On the computer monitor, the photo of my Harry in the yellow hallway is replaced by a different photo of him that looks like it might have been in a newspaper.
Ed says, “Harry’s real name is Odd Thomas.”
“Odd?”
“Apparently, the origin of the name is a long story. We have no time for it now.”
“How’d you learn his name?”
“I applied facial-recognition software to all the photos in the files of the California DMV but could not find him there.”
“That’s like millions of pictures. How long did that take?”
“Seven minutes. Thereafter, I searched the digitalized photo archives of the Associated Press.”
The photo goes away and some video plays, a TV news story from like eighteen months earlier, about a terrible shooting in a shopping mall in Pico Mundo, forty-one wounded and nineteen dead. A policeman says there would have been many more dead except for the action of one brave young man, who happens to be Harry. I mean, Odd Thomas. The policeman says hundreds would have died if Odd
hadn’t taken down both gunmen and dealt with a truck full of explosives and all. The reporter says Odd won’t talk to the press, he tells us that Odd says he didn’t do anything special. Odd says anyone would have done what he did. The reporter says Odd is as shy as he is courageous, but even though I’m a kid and all, I know the right word isn’t shy.
Earlier, you might remember, I explained how I loved him because he seemed brave and kind and sweet, also because there was something else about him, something different. And here it is. I knew that he wouldn’t abandon us. I knew he wouldn’t just run and save himself.
Ed says, “I show you this, Jolie Ann Harmony, because in spite of all your brave and wise-ass talk, in spite of the fact that I did not detect pheromones associated with lying, I did detect pheromones associated with despair. I have developed an affection for you, and thus it pains me to know that you are on the verge of losing hope.”
“Not anymore,” I tell him.
Over the years, when Hiskott has entered me to live through me, there’s one thing I refuse to let him know: what it feels like when I cry. My tears are mine, not his, never his. I’ll save them forever rather than let the sick creep feel them hot on my cheeks or taste them at the corners of my mouth. If you really truly want to know, I’ve thought if I was ever free someday, I might discover I’ve held my tears so long that I can’t cry anymore, that I’m a dry stone and nothing can ever be wrung from me. Yet now my vision blurs, and there are tears, tears of hope and happiness, although nothing’s yet been won.
After a while, I remember: “Hey, Ed, you said there’s someone else besides Harry … besides Odd. Someone who can help us.”
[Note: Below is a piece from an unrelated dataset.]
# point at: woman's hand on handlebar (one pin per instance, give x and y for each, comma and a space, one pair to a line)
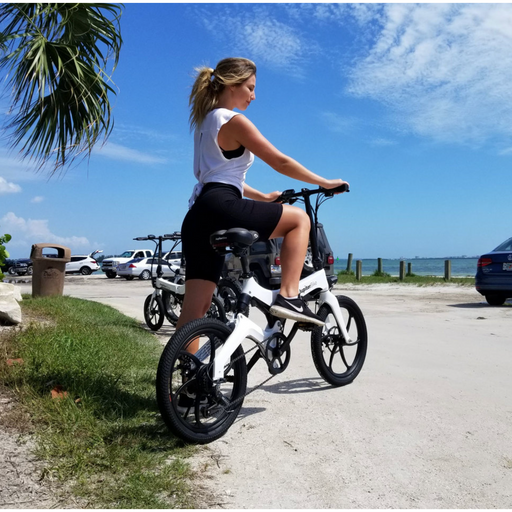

“Yes, Jolie Ann Harmony. That would be me.”
TWENTY-ONE
In the Jeep Grand Cherokee once more, I am no longer sneezing. Perhaps Bermuda Guy’s preferred aftershave and the grass-fire fumes happen to be two molecules that are like puzzle pieces and, locking together, neutralize each other. More likely, now that the time has come to take the plunge into Hiskott’s lair, I so dread the upcoming encounter that I don’t have the capacity to be annoyed by any scent or smoke. I once read that condemned men standing before firing squads, in the thrall of terror, have been observed to be oblivious of bees crawling on their faces even when the bees have stung them. One guy evidently mistook a bee sting for the killing shot and dropped dead on the spot, sparing his executioners the expense of ammunition.